The Emerging High‐Tech Consumer – A Market Profile and Marketing Strategy Implications

Sudha Jamthe (sudha@web‐net.org, Founder and Director, Web‐Net Group)

Journal of Consumer Marketing

ISSN: 0736-3761

Article publication date: 1 April 2000

463

Keywords

Citation

Jamthe, S. (2000), "The Emerging High‐Tech Consumer – A Market Profile and Marketing Strategy Implications", Journal of Consumer Marketing, Vol. 17 No. 2, pp. 172-185. https://doi.org/10.1108/jcm.2000.17.2.172.3

Publisher

:

Emerald Group Publishing Limited


The Emerging High‐Tech Consumer is a collection of articles by industry experts and academicians edited by Allan C. Reddy to bring us up to date about the changing trends in the Internet consumer and the marketplace and the impact of this on the marketing strategy of firms.

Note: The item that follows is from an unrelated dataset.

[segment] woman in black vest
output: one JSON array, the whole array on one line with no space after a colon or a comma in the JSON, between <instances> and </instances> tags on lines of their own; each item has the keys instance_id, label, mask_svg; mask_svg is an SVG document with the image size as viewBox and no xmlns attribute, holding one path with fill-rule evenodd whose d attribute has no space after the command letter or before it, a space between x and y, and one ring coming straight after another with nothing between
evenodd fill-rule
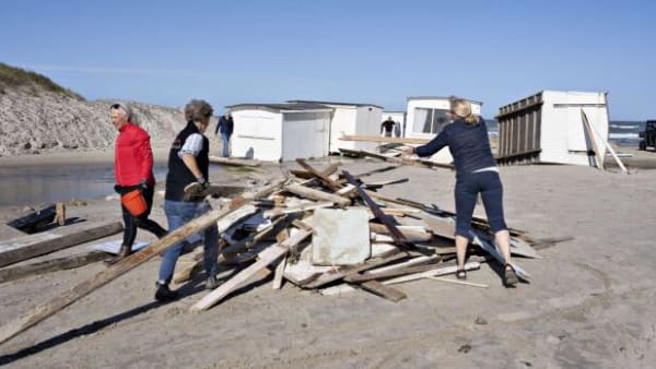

In Chapter 1 Mr Reddy awakens our interest to continue with the book, which I could not put down until I reached the end. He begins by introducing the high‐tech consumer in terms of demographics and their differences from other consumers. Then he brings us to a common understanding by defining and explaining the nature of high‐tech markets. The high‐tech consumer he describes as anyone who purchases and consumes innovative products and services from general goods to electronics.

The rest of the book contains the following articles covering the various segments of high‐tech consumers, and the impact of ongoing changes in the Internet such as quality, innovation and the impact of the Internet as a distribution channel. These chapters include:

  • “High‐tech consumers and business‐to‐business markets” by Bruce D. Bustik and Allan. C. Reddy.

  • “The Internet as a medium in delivering education” by Ron Barnette and Allan C. Reddy.

  • “The Telecommunications Act and the high‐tech consumer” by James A. Muncy.

  • “The high‐tech innovator: a model and scale for measurement” by Jacqueline K. Eastman.

  • “Quality and the high‐tech consumer” by Claude R. Superville and Allan C. Reddy.

  • “Global consumers” by Niren M. Vyas and Allan C. Reddy.

  • “Distribution considerations in marketing to high‐tech consumers” by Carol C. Beinstock.

In Chapter 2, Bruce D. Bustik and Allan Reddy explore the Technology Life Cycle concept in the business‐to‐business market. In the third chapter they investigate the use of the Internet as a distance education medium. Mr Barnette shares his experience and expectations in using the Internet to improve learning effectiveness. Chapter 4 is James A. Muncy’s coverage of the impact of the Telcommunications Act on high‐tech markets. Jacqueline K. Eastman offers an innovation scale to target high‐tech consumers in Chapter 5.

Chapter 6 provides an in‐depth coverage of quality and quality control in the realm of high‐tech markets. Claude R. Superville and Allan Reddy give the history and evolution of TQM and how it ties in to high‐tech marketing. This chapter contains ten pages of detailed mathematical formulae as they explain statistical process control and Cumulative Sun charts.

The next chapter is a must‐read, by Carol C. Beinstock, who writes about distribution considerations to high‐tech consumers. She divides this chapter into sections discussing:

  1. 1.

    (1) environmental factors and their impact on high‐tech marketing;

  2. 2.

    (2) distribution intensity considerations;

  3. 3.

    (3) the role of wholesalers and retailers as channels to high‐tech consumers.

Beinstock discusses sociocultural and technological changes. She sees alternative channels evolving from growth in multimedia, interactive and satellite technologies.

Niren M. Vyas talks about globalization of the world in Chapter 8. It would help in future revisions of this book if this chapter covered how this ties to the Internet and its potential use for MNCs marketing locally in each global market.

Mr Reddy concludes the book in Chapter 9 by addressing marketing strategy implications of all the above mentioned readings. This is a very important chapter as it summarizes all our learning from the book and ties it back to traditional marketing concepts such as the 4 Ps and points to important trends we need to watch out for as high‐tech consumer marketers.

All through the book, Mr Reddy maintains an easy‐to‐understand language and flow. This book also contains a wealth of information in the Appendix, which covers how to use the Internet as a research medium, the concept of Internet marketing and just‐in‐time retailing, all explained with examples relating to marketing. The book is a must‐read for both business executives of high‐tech firms and other manufacturing and retail firms and research scholars looking to find out about marketing to high‐tech consumers and the changing trends in the marketplace.